With ophthalmomyiasis interna the invading larva may initially cause little or no pain, but discomfort and an intraocular inflammatory reaction can certainly occur, particularly after its death. The characteristic features of ophthalmomyiasis interna include the presence of subretinal tracks , along with the finding of an encysted larva either subretinally or even free floating in the vitreous. Without finding the maggot in the eye, a definitive diagnosis cannot be made; the maggot is white or semitranslucent, segmented, and tapered at both ends. Vision may be lost because of macular hemorrhage, optic nerve invasion by the maggot, or retinal detachment. Jakobs and colleagues reported a patient with a larva that appeared to enter the eye via the optic nerve, migrated subretinally yielding tracts, and then apparently entered the optic nerve again. Billi and co-workers reported such a case after cataract extraction, conjecturing that the site of entry into the eye was the surgical wound. The organism was removed from the eye by vitrectomy and thought to be of the Sarcophagidae family of flies. Interestingly, no retinal pigment epithelium tracking was noted. Campbell and colleagues reported that an interesting retinopathy that resembled ophthalmomyiasis interna was seen in 10% of a sample Chamorro population examined on the island of Guam. In addition, this retinopathy was found in 50% of a population with amyotrophic lateral sclerosis–parkinsonism–dementia complex. Although the retinopathy appears to be similar to the changes seen with parasitic infestation, they were not able to establish a definitive diagnosis despite obtaining eyes for histologic study.

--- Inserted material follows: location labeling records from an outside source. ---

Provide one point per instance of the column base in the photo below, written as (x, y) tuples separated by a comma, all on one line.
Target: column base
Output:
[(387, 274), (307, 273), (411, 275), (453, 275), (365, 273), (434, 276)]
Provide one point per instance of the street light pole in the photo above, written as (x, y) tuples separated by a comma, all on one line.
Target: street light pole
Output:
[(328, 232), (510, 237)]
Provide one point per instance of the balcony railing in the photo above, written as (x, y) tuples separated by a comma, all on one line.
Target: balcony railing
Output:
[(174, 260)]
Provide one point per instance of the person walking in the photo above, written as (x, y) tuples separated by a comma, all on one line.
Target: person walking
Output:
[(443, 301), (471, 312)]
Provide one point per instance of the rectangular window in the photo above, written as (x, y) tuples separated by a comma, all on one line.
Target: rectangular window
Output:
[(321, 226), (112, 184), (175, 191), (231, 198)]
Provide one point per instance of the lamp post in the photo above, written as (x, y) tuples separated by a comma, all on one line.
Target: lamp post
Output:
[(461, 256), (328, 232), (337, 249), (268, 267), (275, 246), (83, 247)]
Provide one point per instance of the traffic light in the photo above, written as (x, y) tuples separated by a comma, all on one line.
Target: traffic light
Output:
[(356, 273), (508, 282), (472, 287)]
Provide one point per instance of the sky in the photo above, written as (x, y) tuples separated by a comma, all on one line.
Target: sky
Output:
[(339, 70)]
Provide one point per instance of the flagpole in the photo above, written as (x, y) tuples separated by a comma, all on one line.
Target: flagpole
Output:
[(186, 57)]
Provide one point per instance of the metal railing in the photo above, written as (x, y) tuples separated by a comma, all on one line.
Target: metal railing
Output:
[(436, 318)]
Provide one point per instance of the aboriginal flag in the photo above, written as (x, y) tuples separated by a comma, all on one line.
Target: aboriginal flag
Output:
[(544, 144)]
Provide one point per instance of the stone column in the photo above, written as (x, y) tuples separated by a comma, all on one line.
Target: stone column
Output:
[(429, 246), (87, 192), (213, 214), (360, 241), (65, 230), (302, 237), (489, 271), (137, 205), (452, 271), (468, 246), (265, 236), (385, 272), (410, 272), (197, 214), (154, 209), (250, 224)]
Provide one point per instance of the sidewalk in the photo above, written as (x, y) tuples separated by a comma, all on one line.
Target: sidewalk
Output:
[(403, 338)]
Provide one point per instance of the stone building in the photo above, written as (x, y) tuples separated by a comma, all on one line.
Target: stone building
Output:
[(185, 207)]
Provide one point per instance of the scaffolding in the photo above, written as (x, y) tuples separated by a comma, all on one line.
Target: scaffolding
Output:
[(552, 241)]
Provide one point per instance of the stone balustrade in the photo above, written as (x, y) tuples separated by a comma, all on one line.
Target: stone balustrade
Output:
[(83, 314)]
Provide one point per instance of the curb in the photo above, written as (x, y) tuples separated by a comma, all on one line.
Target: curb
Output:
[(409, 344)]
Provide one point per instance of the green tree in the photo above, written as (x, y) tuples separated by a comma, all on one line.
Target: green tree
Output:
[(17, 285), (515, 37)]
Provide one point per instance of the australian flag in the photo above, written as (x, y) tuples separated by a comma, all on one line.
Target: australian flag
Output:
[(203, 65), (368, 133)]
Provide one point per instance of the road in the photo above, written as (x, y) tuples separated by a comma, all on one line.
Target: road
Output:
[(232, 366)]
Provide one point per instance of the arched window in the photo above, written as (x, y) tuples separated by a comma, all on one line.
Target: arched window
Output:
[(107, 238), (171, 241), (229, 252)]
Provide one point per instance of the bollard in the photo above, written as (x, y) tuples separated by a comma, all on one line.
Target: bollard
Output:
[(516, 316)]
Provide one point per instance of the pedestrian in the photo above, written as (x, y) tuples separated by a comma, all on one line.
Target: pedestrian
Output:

The treatment of ophthalmomyiasis must be tailored to the ocular findings. If the worm is situated in the anterior chamber it should be removed as quickly as possible, as it may migrate elswehere in the eye. A Fuchs’ heterochromic iridocyclitis has been been described after a case of ophthalmomyiasis interna posterior. Saraiva and colleagues reported a case of the removal of a worm from the anterior segment, and histology showed the larva to be covered with macrophages and foreign body giant cells ( Fig. 17-7 ). The granulomatous reaction cleared with removal of the worm. In the case of an immobile subretinal worm, with no inflammatory disease and good vision, the ophthalmologist may elect to follow the patient. However, if there is a severe inflammatory reaction, antiinflammatory therapy should be instituted. Hemorrhage may require a vitrectomy because it may indicate that the larva is alive and migrating. If the larva can be visualized in the subretinal space, and if the decision is made to treat it, Gass and Lewis have recommended the use of photocoagulation over removal of the organism by sclerotomy. Others have suggested either laser or vitrectomy. Forman and colleagues described a case of a 16-year-old patient with a subretinal fly larva in which the larva was killed with argon laser therapy. The patient’s visual acuity improved from 20/200 to 20/20. Syrdalen and colleagues reported that removal of a reindeer warble fly larva through a pars plana opening after vitrectomy freed the surrounding vitreous attachments. Others have reported a caribou botfly infecting an eye. The patient retained good vision. However, the visual result varies, depending on whether the macula and the optic nerve were involved in the process.